Membros da família dos camelídeos — incluindo camelos, lamas e alpacas — produzem naturalmente anticorpos menores do que os humanos. Em laboratório, estes anticorpos foram refinados, tornando-os cerca de dez vezes mais pequenos do que os anticorpos humanos comuns (Imunoglobulina G). Estudos anteriores mostraram que nanocorpos derivados destes animais já protegem humanos contra a gripe A e B, norovírus, COVID-19 e até HIV.
Até recentemente, acreditava-se que os nanocorpos não poderiam ser utilizados em doenças cerebrais, uma vez que os rins humanos eliminam estas proteínas rapidamente e a barreira hematoencefálica dificultava a sua passagem. No entanto, experiências em modelos animais demonstraram que nanocorpos projetados podem atravessar esta barreira e atacar diretamente marcadores da doença de Alzheimer, como a proteína tau e a beta-amiloide.
“Os nanocorpos de camelídeos abrem uma nova era de terapias biológicas para distúrbios cerebrais e revolucionam a nossa forma de pensar sobre terapêutica”, afirma Philippe Rondard, neurofarmacologista do CNRS. “Acreditamos que podem constituir uma nova classe de medicamentos, entre os anticorpos convencionais e as pequenas moléculas.”
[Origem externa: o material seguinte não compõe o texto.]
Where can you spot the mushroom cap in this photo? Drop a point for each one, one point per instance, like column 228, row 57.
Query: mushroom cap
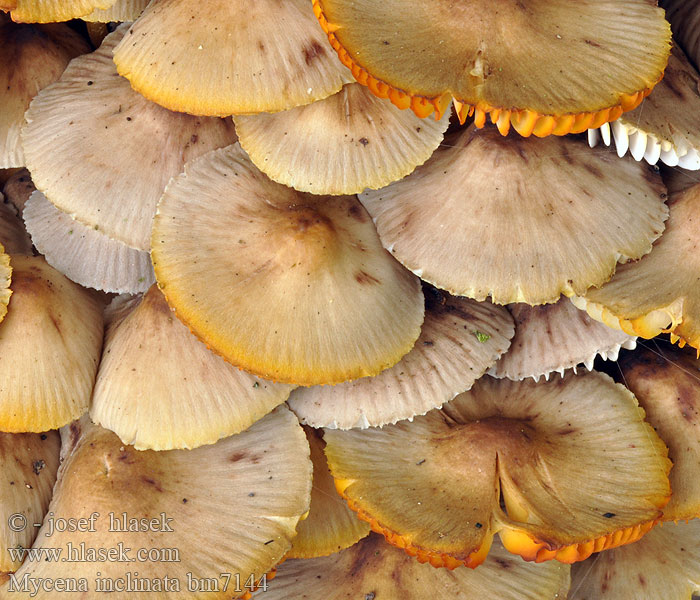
column 373, row 569
column 159, row 388
column 667, row 385
column 537, row 60
column 85, row 254
column 577, row 468
column 18, row 187
column 647, row 297
column 331, row 526
column 28, row 465
column 103, row 154
column 121, row 10
column 343, row 144
column 231, row 507
column 521, row 220
column 31, row 57
column 666, row 126
column 307, row 296
column 684, row 17
column 5, row 282
column 555, row 337
column 13, row 236
column 663, row 564
column 460, row 339
column 231, row 58
column 50, row 11
column 50, row 344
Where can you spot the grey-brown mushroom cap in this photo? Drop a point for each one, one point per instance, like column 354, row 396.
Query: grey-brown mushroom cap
column 460, row 339
column 28, row 465
column 373, row 569
column 556, row 337
column 158, row 387
column 227, row 508
column 50, row 345
column 31, row 57
column 664, row 564
column 85, row 254
column 103, row 154
column 520, row 220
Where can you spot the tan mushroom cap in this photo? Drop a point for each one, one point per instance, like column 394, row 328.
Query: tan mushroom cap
column 664, row 565
column 5, row 281
column 18, row 187
column 289, row 286
column 103, row 154
column 661, row 291
column 85, row 254
column 373, row 569
column 232, row 58
column 536, row 63
column 50, row 11
column 159, row 388
column 344, row 144
column 573, row 460
column 13, row 236
column 50, row 344
column 28, row 465
column 231, row 507
column 666, row 126
column 667, row 385
column 331, row 526
column 684, row 17
column 520, row 220
column 31, row 57
column 121, row 10
column 460, row 339
column 556, row 337
column 677, row 179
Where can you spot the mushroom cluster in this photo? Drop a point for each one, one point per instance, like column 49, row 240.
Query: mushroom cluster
column 330, row 299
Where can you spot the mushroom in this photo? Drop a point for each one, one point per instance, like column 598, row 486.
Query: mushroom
column 663, row 564
column 343, row 144
column 646, row 297
column 520, row 220
column 667, row 385
column 460, row 339
column 18, row 188
column 230, row 57
column 103, row 154
column 372, row 569
column 554, row 338
column 291, row 287
column 330, row 526
column 533, row 64
column 13, row 236
column 666, row 126
column 50, row 344
column 112, row 266
column 50, row 11
column 28, row 465
column 571, row 460
column 121, row 10
column 5, row 281
column 685, row 22
column 159, row 388
column 226, row 511
column 31, row 57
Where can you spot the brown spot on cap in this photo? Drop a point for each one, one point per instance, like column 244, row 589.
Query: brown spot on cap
column 152, row 482
column 365, row 278
column 313, row 51
column 236, row 456
column 358, row 213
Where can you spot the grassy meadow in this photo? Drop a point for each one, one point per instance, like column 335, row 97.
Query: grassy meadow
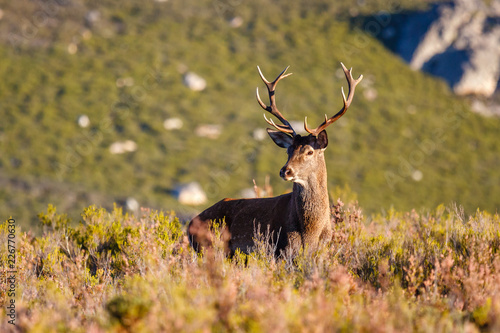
column 429, row 271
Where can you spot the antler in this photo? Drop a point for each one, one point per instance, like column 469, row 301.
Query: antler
column 272, row 108
column 347, row 102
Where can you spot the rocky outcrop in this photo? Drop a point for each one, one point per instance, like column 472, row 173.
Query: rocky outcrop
column 458, row 41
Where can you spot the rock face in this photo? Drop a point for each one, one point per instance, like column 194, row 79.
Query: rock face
column 458, row 41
Ainda assim, antes que possam ser aplicados em humanos, os cientistas precisam de garantir a sua estabilidade, correto dobramento e ausência de agregação, além de compreender melhor como atravessam a barreira hematoencefálica e quanto tempo permanecem no cérebro. Formulações estáveis, adequadas para armazenamento e transporte, também serão essenciais para uso clínico.
“Já começámos a estudar estes parâmetros e demonstrámos recentemente que os nanocorpos podem ser compatíveis com tratamentos crónicos”, acrescenta o geneticista funcional Pierre-André Lafon.
Apesar de ainda faltar muito caminho para aplicações clínicas em humanos, estes nanocorpos poderão, no futuro, desempenhar um papel vital na proteção do cérebro — quem sabe, um dia poderemos agradecer aos camelos por guardarem as nossas memórias.
A pesquisa foi publicada na revista Trends in Pharmacological Sciences.